Whilst not know yet, the Budget confirms that for special circumstances and exceptions will apply with tax free transfers if there is a ‘genuine need to transfer’.
In addition, if the transfer is for an individual based in Europe and the pension is being transferred to a Europe based pension scheme, this may still be allowed tax free.
Comment - Shock but fair
This is a shock for foreign workers in the UK and British expats abroad, both at some point looking to transfer their schemes overseas.

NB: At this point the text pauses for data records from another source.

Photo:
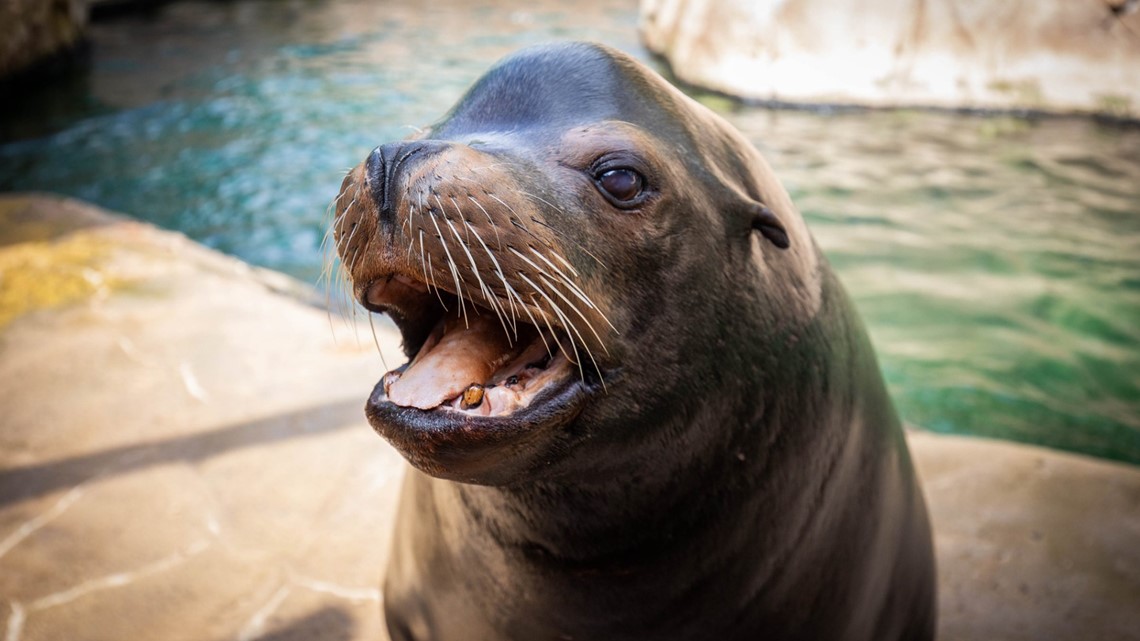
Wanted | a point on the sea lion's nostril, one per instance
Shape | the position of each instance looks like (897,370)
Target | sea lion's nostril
(385,167)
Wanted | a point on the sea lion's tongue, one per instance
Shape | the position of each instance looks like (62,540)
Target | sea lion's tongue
(470,351)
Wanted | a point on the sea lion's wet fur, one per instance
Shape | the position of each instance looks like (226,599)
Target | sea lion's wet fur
(742,476)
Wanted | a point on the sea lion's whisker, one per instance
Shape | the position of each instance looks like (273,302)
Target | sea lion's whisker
(573,287)
(434,286)
(498,272)
(554,308)
(580,315)
(554,334)
(450,264)
(573,345)
(474,270)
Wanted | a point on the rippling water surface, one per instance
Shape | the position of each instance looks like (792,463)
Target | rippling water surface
(995,261)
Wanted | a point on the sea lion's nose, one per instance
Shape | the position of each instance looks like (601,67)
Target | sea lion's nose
(385,167)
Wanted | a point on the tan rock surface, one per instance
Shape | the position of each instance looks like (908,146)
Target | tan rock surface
(184,456)
(1053,55)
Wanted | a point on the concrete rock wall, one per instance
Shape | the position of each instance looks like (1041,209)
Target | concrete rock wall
(1050,55)
(34,30)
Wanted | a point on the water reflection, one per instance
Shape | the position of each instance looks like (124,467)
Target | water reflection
(996,261)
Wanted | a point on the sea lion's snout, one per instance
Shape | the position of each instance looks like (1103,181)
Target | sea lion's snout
(385,167)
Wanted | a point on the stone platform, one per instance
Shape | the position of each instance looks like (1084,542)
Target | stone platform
(184,456)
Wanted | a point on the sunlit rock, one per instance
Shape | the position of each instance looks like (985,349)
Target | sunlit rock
(1057,56)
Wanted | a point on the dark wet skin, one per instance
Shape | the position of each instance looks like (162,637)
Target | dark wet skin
(711,453)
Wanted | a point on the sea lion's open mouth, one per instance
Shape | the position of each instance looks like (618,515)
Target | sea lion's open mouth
(465,358)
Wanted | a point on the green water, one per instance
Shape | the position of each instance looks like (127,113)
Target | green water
(996,261)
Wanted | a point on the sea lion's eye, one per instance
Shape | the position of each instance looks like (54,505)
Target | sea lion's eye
(623,185)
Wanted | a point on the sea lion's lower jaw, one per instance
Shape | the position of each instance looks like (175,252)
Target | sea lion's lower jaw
(461,446)
(482,398)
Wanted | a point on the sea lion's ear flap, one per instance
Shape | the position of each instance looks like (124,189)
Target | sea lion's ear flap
(765,221)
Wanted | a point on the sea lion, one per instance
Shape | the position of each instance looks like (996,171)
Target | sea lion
(638,404)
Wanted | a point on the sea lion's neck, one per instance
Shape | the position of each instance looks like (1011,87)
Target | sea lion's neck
(619,522)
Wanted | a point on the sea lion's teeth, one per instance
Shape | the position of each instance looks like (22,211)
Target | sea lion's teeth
(389,379)
(473,396)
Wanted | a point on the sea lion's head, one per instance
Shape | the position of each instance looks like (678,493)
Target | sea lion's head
(577,256)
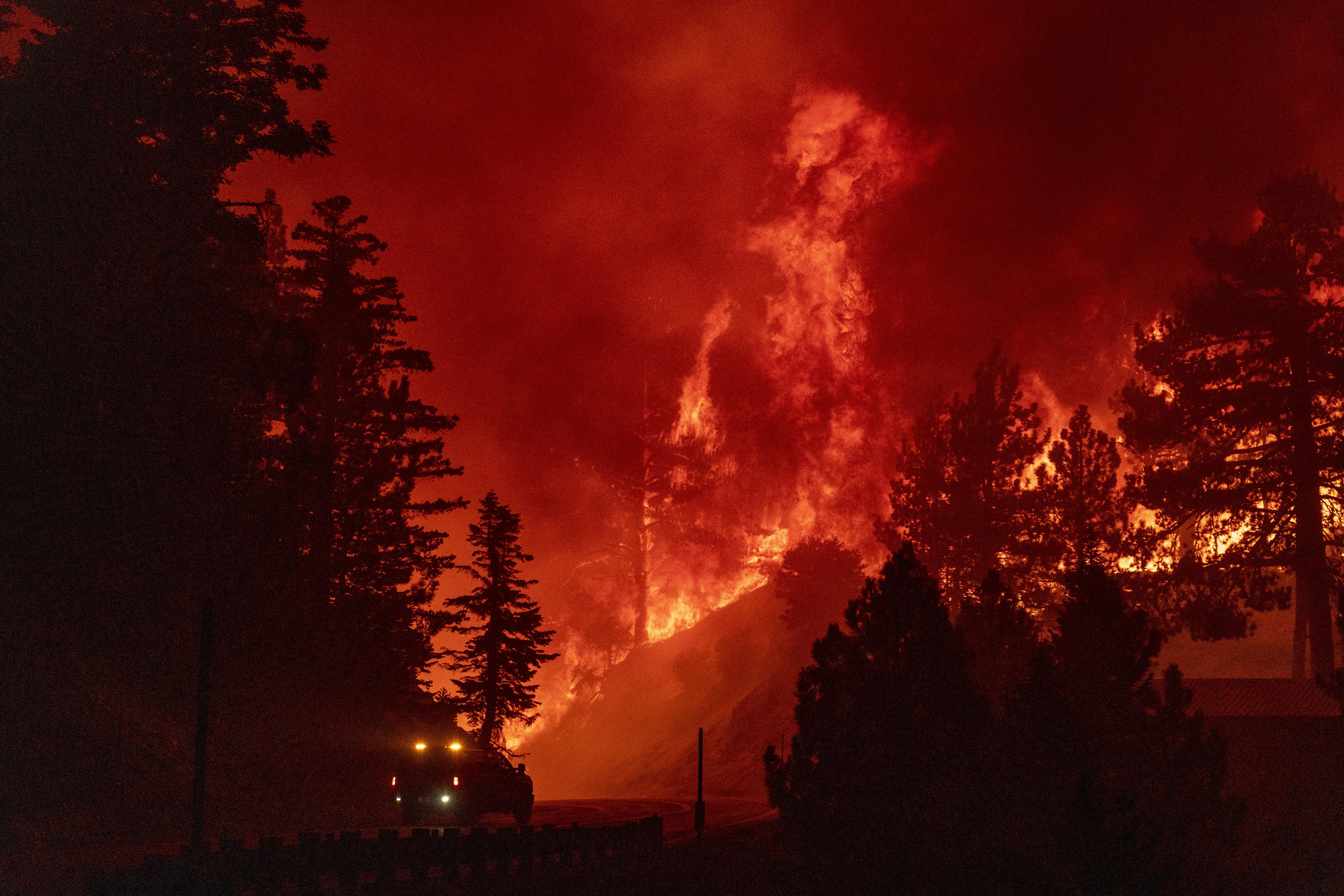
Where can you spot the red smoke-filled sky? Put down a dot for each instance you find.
(568, 190)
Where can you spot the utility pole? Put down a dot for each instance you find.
(198, 781)
(700, 790)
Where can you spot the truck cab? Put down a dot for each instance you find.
(462, 781)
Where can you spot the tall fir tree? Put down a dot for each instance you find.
(358, 447)
(1238, 422)
(506, 640)
(1085, 515)
(142, 366)
(962, 495)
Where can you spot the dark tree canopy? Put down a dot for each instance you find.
(357, 447)
(506, 641)
(816, 581)
(962, 495)
(1085, 516)
(1238, 420)
(1079, 778)
(144, 362)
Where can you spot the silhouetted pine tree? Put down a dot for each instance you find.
(885, 773)
(962, 498)
(142, 369)
(506, 644)
(1240, 422)
(1084, 781)
(1001, 639)
(1085, 516)
(358, 447)
(816, 581)
(1126, 784)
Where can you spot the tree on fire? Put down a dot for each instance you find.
(1085, 518)
(1077, 778)
(962, 495)
(655, 475)
(506, 647)
(355, 449)
(1238, 424)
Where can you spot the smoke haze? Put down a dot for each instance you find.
(787, 228)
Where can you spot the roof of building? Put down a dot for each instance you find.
(1261, 698)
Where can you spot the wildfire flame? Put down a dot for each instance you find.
(698, 420)
(839, 159)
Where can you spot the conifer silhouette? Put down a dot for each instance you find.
(1238, 421)
(962, 496)
(505, 647)
(357, 448)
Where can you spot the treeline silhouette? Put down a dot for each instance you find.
(991, 722)
(980, 757)
(1233, 432)
(190, 412)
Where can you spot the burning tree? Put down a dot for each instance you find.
(1238, 425)
(666, 465)
(505, 651)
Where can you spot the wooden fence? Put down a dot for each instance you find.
(428, 862)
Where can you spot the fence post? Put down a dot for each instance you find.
(198, 778)
(700, 789)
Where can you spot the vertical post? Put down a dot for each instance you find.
(198, 781)
(700, 789)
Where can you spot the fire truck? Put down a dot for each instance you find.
(462, 781)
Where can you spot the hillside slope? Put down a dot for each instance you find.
(732, 674)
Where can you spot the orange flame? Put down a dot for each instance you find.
(698, 418)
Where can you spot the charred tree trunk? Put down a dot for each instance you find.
(491, 714)
(1312, 598)
(643, 531)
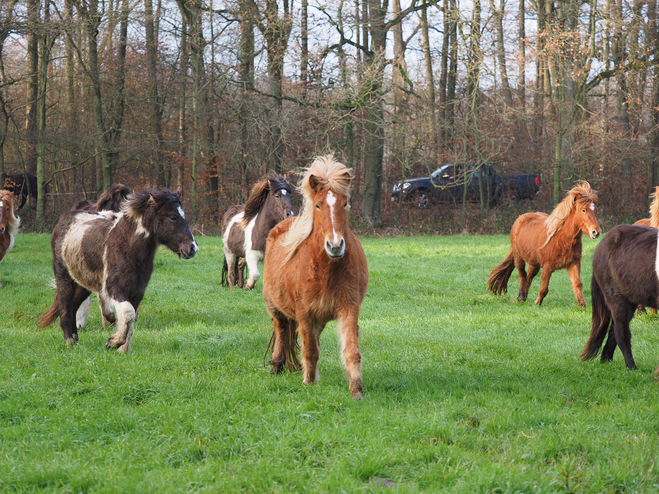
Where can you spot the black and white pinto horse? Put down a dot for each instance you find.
(245, 229)
(110, 200)
(625, 276)
(112, 254)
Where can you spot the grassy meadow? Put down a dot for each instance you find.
(464, 391)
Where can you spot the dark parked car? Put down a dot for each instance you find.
(446, 185)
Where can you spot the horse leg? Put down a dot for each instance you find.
(532, 272)
(521, 273)
(310, 333)
(125, 326)
(622, 314)
(106, 310)
(252, 260)
(610, 346)
(544, 285)
(351, 354)
(241, 272)
(83, 312)
(574, 273)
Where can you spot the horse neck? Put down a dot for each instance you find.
(143, 247)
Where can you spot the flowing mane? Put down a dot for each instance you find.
(14, 221)
(580, 193)
(327, 174)
(271, 183)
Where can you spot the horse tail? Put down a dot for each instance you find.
(497, 283)
(225, 273)
(49, 316)
(601, 321)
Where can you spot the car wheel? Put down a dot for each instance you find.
(421, 198)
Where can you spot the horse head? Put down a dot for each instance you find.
(6, 210)
(331, 189)
(159, 213)
(585, 206)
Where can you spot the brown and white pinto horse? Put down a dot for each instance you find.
(549, 242)
(9, 222)
(625, 276)
(315, 271)
(245, 229)
(112, 254)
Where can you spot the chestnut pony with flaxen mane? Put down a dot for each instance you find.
(9, 222)
(315, 271)
(549, 242)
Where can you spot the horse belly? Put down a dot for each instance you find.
(82, 251)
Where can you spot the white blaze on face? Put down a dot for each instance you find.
(331, 201)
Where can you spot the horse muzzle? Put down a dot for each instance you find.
(335, 249)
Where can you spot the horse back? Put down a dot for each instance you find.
(79, 241)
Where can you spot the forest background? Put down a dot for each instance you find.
(208, 95)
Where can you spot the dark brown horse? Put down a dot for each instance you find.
(9, 222)
(112, 254)
(625, 276)
(315, 271)
(549, 242)
(246, 228)
(22, 185)
(110, 200)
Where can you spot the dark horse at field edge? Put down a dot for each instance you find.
(112, 254)
(549, 243)
(625, 276)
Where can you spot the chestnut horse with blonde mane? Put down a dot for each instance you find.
(9, 222)
(315, 271)
(549, 242)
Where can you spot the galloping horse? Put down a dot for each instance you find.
(549, 242)
(625, 276)
(653, 220)
(112, 254)
(315, 271)
(9, 223)
(245, 229)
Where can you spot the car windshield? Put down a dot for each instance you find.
(439, 171)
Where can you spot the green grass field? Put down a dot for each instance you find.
(464, 391)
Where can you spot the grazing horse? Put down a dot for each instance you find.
(9, 223)
(245, 229)
(110, 200)
(625, 276)
(315, 271)
(112, 254)
(16, 183)
(549, 242)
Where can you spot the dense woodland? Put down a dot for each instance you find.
(208, 95)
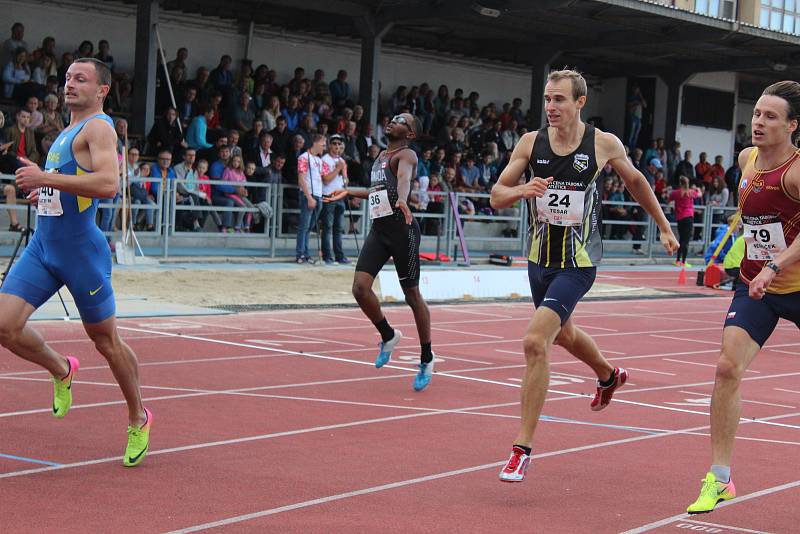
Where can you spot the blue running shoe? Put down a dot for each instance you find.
(385, 349)
(423, 377)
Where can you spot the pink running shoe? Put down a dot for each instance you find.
(604, 394)
(517, 466)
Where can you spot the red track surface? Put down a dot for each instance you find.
(269, 441)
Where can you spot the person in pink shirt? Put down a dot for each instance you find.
(683, 198)
(234, 172)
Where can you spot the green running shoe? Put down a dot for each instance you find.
(138, 442)
(62, 389)
(711, 493)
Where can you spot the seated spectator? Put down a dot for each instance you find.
(32, 105)
(166, 134)
(187, 105)
(197, 134)
(199, 194)
(234, 172)
(282, 137)
(140, 194)
(221, 78)
(256, 197)
(164, 171)
(292, 113)
(16, 73)
(104, 54)
(262, 155)
(86, 49)
(51, 116)
(271, 112)
(341, 93)
(233, 143)
(15, 42)
(243, 114)
(21, 137)
(45, 67)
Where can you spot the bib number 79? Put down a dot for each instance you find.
(556, 201)
(761, 235)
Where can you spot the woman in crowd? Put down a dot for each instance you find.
(683, 199)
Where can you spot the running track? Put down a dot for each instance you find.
(278, 422)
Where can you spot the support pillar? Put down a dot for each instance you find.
(674, 81)
(372, 32)
(144, 78)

That said, it is British tax relief that has been granted to both you and your employer when pension contributions were paid in. Your pension fund was also allowed to grow tax free, so why should the British Government tax you when you withdraw it. This is fair in our opinion. If you stayed in Britain it would be taxed as income. If you do not live in Britain now but you leave your pension fund in Britain then there are favourable tax treaties with many countries e.g. the USA where USA residents do not pay income tax in the UK on their pension income, it is taxed as income in the US.
In the US, you can face tax penalties if you withdraw your £401k early. If you live in Australia you are not allowed to transfer your Australian ‘Super Ann’ overseas.
Britain is doing nothing more than protecting UK accrued wealth from flowing overseas tax free and tax relief has been granted.